In human language it reads as follows:
Find a non-accented capital letter that might be preceeded by a quotation mark and check that it is not directly followed by any punctuation marks to exclude capital letter abbreviations inside sentences. Then crawl forward by repeating a group consisting of a negative look-ahead and the universal selector character until you arrive at the end of the sentence you are in. You will know you are there if you find the sequence of a possible quotation mark - the one closing its pair at the start of your sentence, followed by the sentence- closing punctuation mark and the white space that neccessarily separates your sentence from the next one. Then you repeat the criteria for the start of a sence to see it's already a new one! Because of the negative condition in the look-ahead the repeated group - the universal selector really - did not choose the closing punctuation mark + the possible quotation mark, so you should care for these separately.
SUGGESTION FOR FURTHER DEVELOPMENT:
Together with the starting non-accented capital letters you can also use hexadecimal notations to describe accented ANSI capital letters to select sentences in any other European languages. But this is not an issue for me at the present..
some reasons to try to validate whole sentences
There are minimum two reasons.
The first is a general one: It is easy to match whole words and paragraphs with regular expressions and I never understood why one shouldn’t attempt to work in-between the two and choose whole sentences, too. In everyday life we often need to know how many sentences a text can consist of – write only between 10 -15 sentences etc. Then we should be able to find and count sentences in programming, shouldn’t we?
The practical reason is, I am extending a browser- based language learning material making tool with a feature that allows teachers to take paragraphs of text and freely manipulate any parts of it – drop vowels, consonants, mix letters, omit words etc. etc before they would automatically get a crossword as one possible output. This involves lots of things, but here the point is when filling in the crossword each time people should only see the exact sentence the word(s) in a line or in a column came from.
some examples for how selecting sentences could be useful
I don't think the code would be beautifull, or fast, just the opposite, in fact, but, at least, it does the job in, let's say, 98% of all cases with the rare exceptions mentioned and the possibility to expand it further to be used with accented character sets..
If you ever want to design desktop-like applications to manipulate texts - to add a variety of interactions to some parts, or to allow transformations, for instance- you will soon need to select sentences.. Belive me!

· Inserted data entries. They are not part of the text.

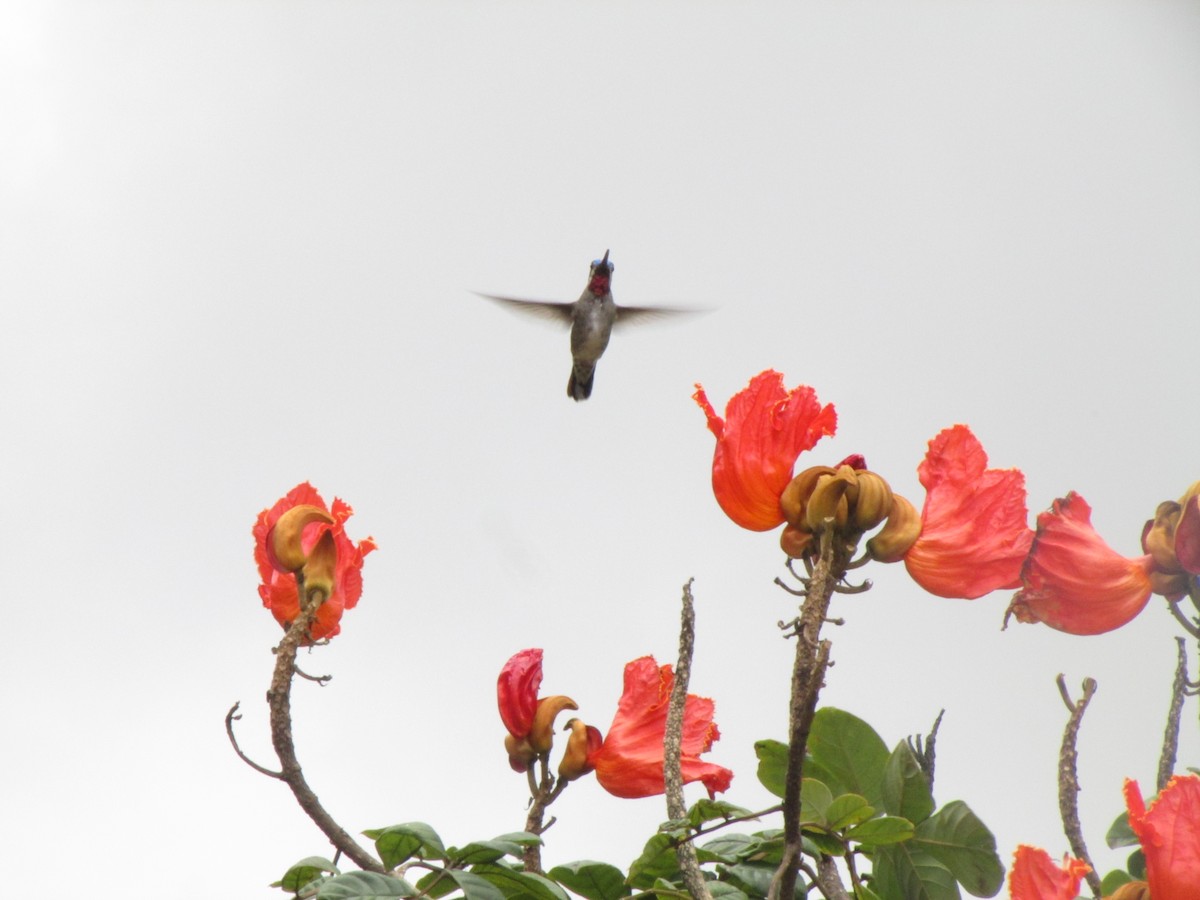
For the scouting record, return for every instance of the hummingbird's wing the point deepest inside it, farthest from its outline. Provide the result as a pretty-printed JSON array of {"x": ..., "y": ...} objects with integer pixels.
[
  {"x": 543, "y": 310},
  {"x": 639, "y": 315}
]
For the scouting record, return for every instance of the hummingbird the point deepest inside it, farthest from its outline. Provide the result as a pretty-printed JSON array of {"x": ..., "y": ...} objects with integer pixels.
[{"x": 592, "y": 319}]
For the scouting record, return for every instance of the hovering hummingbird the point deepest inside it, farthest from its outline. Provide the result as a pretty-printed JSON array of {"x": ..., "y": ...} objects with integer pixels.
[{"x": 592, "y": 319}]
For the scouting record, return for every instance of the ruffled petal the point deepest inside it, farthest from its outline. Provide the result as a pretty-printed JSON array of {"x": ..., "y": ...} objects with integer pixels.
[
  {"x": 975, "y": 528},
  {"x": 765, "y": 430},
  {"x": 1073, "y": 581}
]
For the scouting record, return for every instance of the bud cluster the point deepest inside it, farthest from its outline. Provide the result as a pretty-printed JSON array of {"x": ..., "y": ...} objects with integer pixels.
[{"x": 850, "y": 501}]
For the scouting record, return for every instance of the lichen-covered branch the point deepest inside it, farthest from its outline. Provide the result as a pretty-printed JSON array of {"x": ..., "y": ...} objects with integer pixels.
[
  {"x": 1068, "y": 779},
  {"x": 672, "y": 747},
  {"x": 808, "y": 676},
  {"x": 279, "y": 699}
]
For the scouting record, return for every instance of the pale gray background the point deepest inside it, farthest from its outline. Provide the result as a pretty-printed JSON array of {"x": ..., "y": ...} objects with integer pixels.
[{"x": 237, "y": 246}]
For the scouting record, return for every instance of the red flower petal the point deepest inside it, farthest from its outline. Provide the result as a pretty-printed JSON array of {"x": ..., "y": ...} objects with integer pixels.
[
  {"x": 975, "y": 533},
  {"x": 765, "y": 430},
  {"x": 1187, "y": 535},
  {"x": 1036, "y": 876},
  {"x": 516, "y": 691},
  {"x": 279, "y": 589},
  {"x": 629, "y": 762},
  {"x": 1073, "y": 581},
  {"x": 1170, "y": 837}
]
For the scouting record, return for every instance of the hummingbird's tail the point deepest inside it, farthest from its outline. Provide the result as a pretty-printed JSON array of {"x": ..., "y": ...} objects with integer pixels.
[{"x": 579, "y": 385}]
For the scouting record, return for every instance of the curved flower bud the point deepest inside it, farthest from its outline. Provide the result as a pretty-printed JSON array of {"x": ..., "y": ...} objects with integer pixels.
[
  {"x": 629, "y": 762},
  {"x": 285, "y": 547},
  {"x": 975, "y": 534},
  {"x": 285, "y": 543},
  {"x": 765, "y": 430},
  {"x": 541, "y": 735},
  {"x": 898, "y": 534},
  {"x": 1187, "y": 532},
  {"x": 582, "y": 742},
  {"x": 1169, "y": 832},
  {"x": 1073, "y": 581},
  {"x": 1036, "y": 876}
]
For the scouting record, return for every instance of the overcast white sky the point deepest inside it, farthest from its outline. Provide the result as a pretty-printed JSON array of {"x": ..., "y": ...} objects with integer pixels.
[{"x": 237, "y": 245}]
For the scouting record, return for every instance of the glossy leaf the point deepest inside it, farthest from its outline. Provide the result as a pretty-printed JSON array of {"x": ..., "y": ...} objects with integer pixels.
[
  {"x": 592, "y": 880},
  {"x": 772, "y": 765},
  {"x": 474, "y": 887},
  {"x": 397, "y": 844},
  {"x": 905, "y": 787},
  {"x": 305, "y": 871},
  {"x": 957, "y": 838},
  {"x": 706, "y": 810},
  {"x": 885, "y": 829},
  {"x": 846, "y": 754},
  {"x": 514, "y": 883},
  {"x": 904, "y": 873},
  {"x": 365, "y": 886},
  {"x": 1121, "y": 834},
  {"x": 849, "y": 810}
]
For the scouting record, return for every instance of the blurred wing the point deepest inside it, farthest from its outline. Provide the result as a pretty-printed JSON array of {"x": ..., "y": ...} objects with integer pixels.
[
  {"x": 547, "y": 311},
  {"x": 640, "y": 315}
]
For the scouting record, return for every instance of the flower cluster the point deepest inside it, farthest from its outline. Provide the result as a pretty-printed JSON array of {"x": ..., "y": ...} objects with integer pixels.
[
  {"x": 629, "y": 761},
  {"x": 971, "y": 537},
  {"x": 300, "y": 538}
]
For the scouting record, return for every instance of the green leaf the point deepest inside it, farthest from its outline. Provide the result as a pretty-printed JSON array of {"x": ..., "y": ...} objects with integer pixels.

Interactive tests are a good example..
there are always rules and definitions behind..
1.) I wrote about a GENERAL NEED to choose sentences, not just whole words and paragraphs.
2.) You can only select a word or a paragraph with any certainty because you can very clearly define what they are, and you insist on their definitions when you write regular expressions to select them: a continuous part of a string without any white space in it, and anything between the start of/ the end of the string and/or between two (carriage return +) a newline character(s).
3. It is the same basic issue with sentences regardless if people use proper punctuation and grammar, or not. Unfortunately, even syntactically perfect sentences defy an all-inclusive, clear definition as I discussed this at length above. Your example belongs to the problem with the wide range of possible ANSI characters around punctuation marks if you read my last post..
4.) It is very nice from you to recommend a parser, but all parsers must also base their algorithms on some rules and definitions to choose different parts of strings, they just keep these details hidden from us, don't they? Regular expressions are used in lots of (all?) coding languages and I do not want to use a parser, but a formula that can be easily adapted to very different needs on the client - server - database sides.
5.) Please, provide a better solution to choose syntactically perfect sentences with regular expressions and I will gladly give all the kudos to you!!